The Chancellor announced in the Budget that the Coronavirus Job Retention (Furlough) Scheme (CJRS), which was due to end on 30 April 2021, would be extended until 30 September 2021 across the UK. Until the end of June 2021, the government will continue to finance 80% of an employee's salary subject to a cap for unworked hours. Employers who use the program must pay salaries, NICs, and pension benefits for working hours and only NICs and pension contributions for unworked hours at this period. Employers will be required to commit to furlough pay for unworked hours beginning in July 2021, starting with a 10% donation in July and increasing to a 20% contribution in August until the Scheme closes at the end of September 2021. The government would put in 70% and 60% off the funds, respectively. Employers will now be required to cover both NICs and pension payments on all hours that are not worked. The CJRS scheme's workplace guidance has been revised to reflect the expansion and addition of company donations.

Data protection

The European Commission released its draft adequacy decision for the United Kingdom on February 18th. This is a framework outlined in both the EU and UK versions of the GDPR that allows data to flow easily from the European Economic Area to the UK following Brexit with a “satisfactory” level of data protection regulation, without the need for additional safeguards. If the European Commission grants the full ruling, data transfers from the EEA to the UK will be allowed to proceed without the need for any extra safeguards.

Gender pay gap reporting

Employers with 250 or more jobs on the applicable assessment date must disclose their gender pay gap data for 2020/2021, according to the Equality and Human Rights Commission (EHRC), unlike last year when implementation of gender pay gap reporting was delayed. Based on an assessment date of 5 April 2020, private employers shall record and post their gender wage difference details and written comment by 4 April 2021. The EHRC, on the other hand, has announced that it would grant employees a six-month grace period before enforcing the law on October 5, 2021. Employees who earned a lower rate of pay as a result of being on leave (for example, family leave) during the pay period in which the snapshot date fell should be omitted from the pay (but not bonus) estimates (the relevant pay period).

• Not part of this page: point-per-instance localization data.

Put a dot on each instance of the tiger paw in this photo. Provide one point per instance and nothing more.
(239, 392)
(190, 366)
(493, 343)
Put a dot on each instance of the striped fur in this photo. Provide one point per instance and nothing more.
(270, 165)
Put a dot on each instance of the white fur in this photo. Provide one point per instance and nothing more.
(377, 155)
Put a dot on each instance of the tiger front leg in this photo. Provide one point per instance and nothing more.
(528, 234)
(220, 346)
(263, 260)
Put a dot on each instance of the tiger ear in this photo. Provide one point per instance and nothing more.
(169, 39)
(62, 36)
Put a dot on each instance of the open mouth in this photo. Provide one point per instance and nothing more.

Statutory minimum wage increases

The National Living Wage (NLW) will rise from £8.72 to £8.91 per hour on April 1, 2021, for workers aged 23 and over, according to the government whereas it currently applies to those aged 25 and above. From April 1, 2021, the National Minimum Wage (NMW) rates will also rise:

  • for 21 and 22 year olds, from £8.20 to £8.36 per hour 

  • for 18 to 20 year olds, from £6.45 to £6.56 per hour 

  • for 16 and 17 year olds, from £4.55 to £4.62 per hour 

  • for apprentices, from £4.15 to £4.30 per hour

Right to work checks

Employers can have to perform right-to-work checks on all prospective hires after the implementation of the new immigration system, using a three-stage method of collecting, verifying, and copying applicable identification records, as well as marking the day the search was completed. During COVID-19, there are several temporary modifications in order to make right-to-work tests easier. Employers must obtain the individual's passport or national identification card while performing right to work checks on EU, EEA, or Swiss nationals until 30 June 2021, or if the individual has been given approval under the EU Settlement Scheme, they will exchange proof of right to work using an online service.

There is actually no obligation for EU, EEA, or Swiss nationals working on or before 30 June 2021 to undergo retrospective reviews. Employers should be aware of the potential for harassment if employees are asked to have evidence of settled status by June 30, 2021. The government has yet to release its latest right to work guidance, which will take effect on July 1, 2021.